After the Sept. 11 terror attacks, Graham said his client spent hours at the Pentagon, trying to help others out of the building and helping set up a triage area for the injured. He asked the jury whether those were the actions of "the selfish, greedy opportunistic con man."
"It's basically up to you to decide whether Commander Coughlin is a hero or a fraud," Graham said.
Graham argued that Coughlin's previous injuries made him more vulnerable to the Sept. 11 injuries, but he was not on medication or feeling pain before the attacks. Graham said since the attacks, Coughlin has had to take prescription pain killers three times a day to prevent spasms and undergo physical therapy. He cannot sleep on his left side, Graham said, and Coughlin's friends, family and fellow athletes and the defendant himself will testify how he has changed.
Menzer said she will call Coughlin's doctors and will show how he "actively schemed to manipulate medical records" and hide his longtime neck and back pain from the victims compensation fund.

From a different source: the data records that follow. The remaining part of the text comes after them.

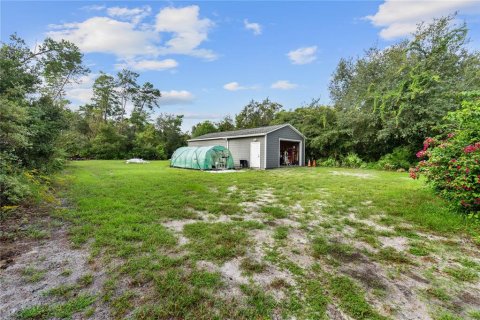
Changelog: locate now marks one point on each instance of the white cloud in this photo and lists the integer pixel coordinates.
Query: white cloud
(283, 85)
(122, 35)
(135, 15)
(107, 35)
(189, 31)
(144, 65)
(176, 97)
(303, 55)
(200, 116)
(255, 27)
(400, 18)
(234, 86)
(94, 7)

Sabrina Coughlin, who spent much of her time in court moving her fingers over rosary beads held in her lap, is accused of making false statements to the victims compensation fund to help win the award for her husband of 27 years. She had said her husband's days of competitively playing sports with their four children were only a memory.
Prosecutors say the couple submitted faked receipts that helped drive up their compensation. The Coughlins' attorneys argued that Sabrina Coughlin is a loving wife and mother who sometimes struggled to keep the checkbook and made innocent mistakes that the prosecution will "beat to death." But they said she was honest in her claims.